## Variety of Perimeters with Fixed Area

1) Overview
After learning the concepts of perimeters and areas, it is easy for students to think that figures with larger perimeters would also have larger areas, and vice versa. This applet helps teachers to explore with students the variety of the perimeters of a figure formed by several congruent squares touching side by side. Together with the complementary applet "28888 Variety of Areas with Fixed Perimeter", teachers can clarify with students that a figure with a larger area may have a smaller perimeter, and areas and perimeters are two different concepts.

2) Learning Objective
1. Recognize figures with same areas could have different perimeters;
2. Recognize the strategy of minimizing the perimeters of figures with the same areas.

3) Teaching Approach
An inquiry teaching approach is expected. Students are asked to arrange 3 to 9 squares to form different figures and find their possible perimeters. Teacher then guide students to express their strategies of getting the largest and smallest perimeter with a certain number of squares.

4) Teacher’s Note
1. For each number of squares, ask students to record the possible perimeters in the table of the applet;
2. Guide students to focus on the change of the perimeter when a square is dragged to a new position;
3. Discuss with students the strategy of minimizing the perimeter, especially for 4 and 9 squares.

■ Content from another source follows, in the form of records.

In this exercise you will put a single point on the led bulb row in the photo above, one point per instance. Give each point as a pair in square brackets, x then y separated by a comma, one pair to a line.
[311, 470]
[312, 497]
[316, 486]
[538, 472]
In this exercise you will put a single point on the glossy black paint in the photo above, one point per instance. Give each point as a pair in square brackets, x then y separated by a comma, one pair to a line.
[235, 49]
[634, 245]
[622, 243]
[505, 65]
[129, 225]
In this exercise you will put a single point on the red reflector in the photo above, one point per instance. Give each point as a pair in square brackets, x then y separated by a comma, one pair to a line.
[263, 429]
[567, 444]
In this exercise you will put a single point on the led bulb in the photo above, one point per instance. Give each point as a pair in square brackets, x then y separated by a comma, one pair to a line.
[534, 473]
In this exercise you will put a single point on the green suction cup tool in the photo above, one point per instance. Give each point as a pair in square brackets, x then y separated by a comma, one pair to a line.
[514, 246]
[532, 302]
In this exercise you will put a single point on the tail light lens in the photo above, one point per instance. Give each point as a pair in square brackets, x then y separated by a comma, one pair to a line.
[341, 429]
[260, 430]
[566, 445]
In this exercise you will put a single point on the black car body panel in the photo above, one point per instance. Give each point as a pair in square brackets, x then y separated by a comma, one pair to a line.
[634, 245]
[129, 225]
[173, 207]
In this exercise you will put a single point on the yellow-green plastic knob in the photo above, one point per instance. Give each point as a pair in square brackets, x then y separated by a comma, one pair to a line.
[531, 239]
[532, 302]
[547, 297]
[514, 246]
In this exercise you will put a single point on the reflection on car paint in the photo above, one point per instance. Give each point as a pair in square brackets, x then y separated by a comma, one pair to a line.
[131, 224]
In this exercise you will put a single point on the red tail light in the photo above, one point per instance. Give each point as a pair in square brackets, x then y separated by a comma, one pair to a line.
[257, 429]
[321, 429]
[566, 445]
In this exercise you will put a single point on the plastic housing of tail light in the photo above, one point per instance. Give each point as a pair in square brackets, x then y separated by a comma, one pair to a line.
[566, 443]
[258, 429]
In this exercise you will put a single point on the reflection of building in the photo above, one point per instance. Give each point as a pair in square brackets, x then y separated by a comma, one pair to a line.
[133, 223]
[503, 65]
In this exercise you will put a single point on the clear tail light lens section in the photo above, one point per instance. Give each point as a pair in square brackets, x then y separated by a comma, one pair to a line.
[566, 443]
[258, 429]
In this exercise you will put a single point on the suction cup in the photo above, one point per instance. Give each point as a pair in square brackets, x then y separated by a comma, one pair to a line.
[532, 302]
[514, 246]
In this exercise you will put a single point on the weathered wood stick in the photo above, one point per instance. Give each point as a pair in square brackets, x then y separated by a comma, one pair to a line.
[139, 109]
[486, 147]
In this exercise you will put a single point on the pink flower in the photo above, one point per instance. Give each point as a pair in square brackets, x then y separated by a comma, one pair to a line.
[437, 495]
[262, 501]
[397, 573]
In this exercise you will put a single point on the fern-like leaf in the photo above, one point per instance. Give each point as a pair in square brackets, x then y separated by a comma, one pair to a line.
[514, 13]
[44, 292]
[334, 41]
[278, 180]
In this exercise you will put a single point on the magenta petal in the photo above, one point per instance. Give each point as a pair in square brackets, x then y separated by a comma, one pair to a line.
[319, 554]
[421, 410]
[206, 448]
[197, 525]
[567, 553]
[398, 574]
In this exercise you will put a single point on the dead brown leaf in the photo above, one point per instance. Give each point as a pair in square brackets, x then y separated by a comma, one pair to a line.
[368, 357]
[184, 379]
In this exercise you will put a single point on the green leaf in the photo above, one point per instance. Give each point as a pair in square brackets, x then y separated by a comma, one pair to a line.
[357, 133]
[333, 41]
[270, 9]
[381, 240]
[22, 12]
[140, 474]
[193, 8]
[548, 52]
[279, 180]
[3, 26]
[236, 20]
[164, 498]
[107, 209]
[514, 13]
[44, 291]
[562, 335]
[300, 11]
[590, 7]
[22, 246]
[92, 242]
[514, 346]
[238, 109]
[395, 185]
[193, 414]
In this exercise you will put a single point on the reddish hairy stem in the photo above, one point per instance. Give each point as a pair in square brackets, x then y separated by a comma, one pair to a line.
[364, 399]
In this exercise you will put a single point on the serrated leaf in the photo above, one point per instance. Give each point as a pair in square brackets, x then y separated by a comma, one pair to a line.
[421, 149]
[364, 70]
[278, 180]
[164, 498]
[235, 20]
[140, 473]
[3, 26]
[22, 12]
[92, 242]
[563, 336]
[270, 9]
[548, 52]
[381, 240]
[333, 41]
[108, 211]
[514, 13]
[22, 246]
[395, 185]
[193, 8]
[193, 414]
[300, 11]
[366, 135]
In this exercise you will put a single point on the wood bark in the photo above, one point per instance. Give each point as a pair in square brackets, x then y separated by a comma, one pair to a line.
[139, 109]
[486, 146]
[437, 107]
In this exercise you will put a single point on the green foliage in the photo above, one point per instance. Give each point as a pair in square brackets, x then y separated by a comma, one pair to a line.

## Variety of Areas with Fixed Perimeter

1) Overview
After learning the concepts of perimeters and areas, it is easy for students to think that figures with larger perimeters would also have larger areas, and vice versa. This applet helps teachers to explore with students the variety of the areas of a rectangle with a fixed perimeter. Together with the complementary applet "22723 Variety of Perimeters with Fixed Area", teachers can clarify with students that a figure with a larger perimeter may have a smaller area, and areas and perimeters are two different concepts.

2) Learning Objective
1. Recognize rectangles with same perimeters could have different areas;
2. Recognize that among all the rectangles with the same perimeters, the square has the largest area.

3) Teaching Approach
An inquiry teaching approach is expected. Students are asked to shorten the longer side and lengthen the shorter side by 1 cm each time and visualize the change of the area, and investigate when the area would become largest. Teacher then help students to express arguments which justify their conclusions.

4) Teacher’s Note
1. Ask students to record the dimensions, perimeters and areas in the table of the applet;
2. Remind students that when the longer side and the shorter side are shortened and lengthened by the same amount, the perimeter is unchanged;
3. Guide students to visualize that the area would always be increased if the longer and shorter sides are changed by the same amount until they become equal;
4. Another way of arguing is to begin with a square and then change the longer and shorter sides by the same amount to see that the area must be decreased.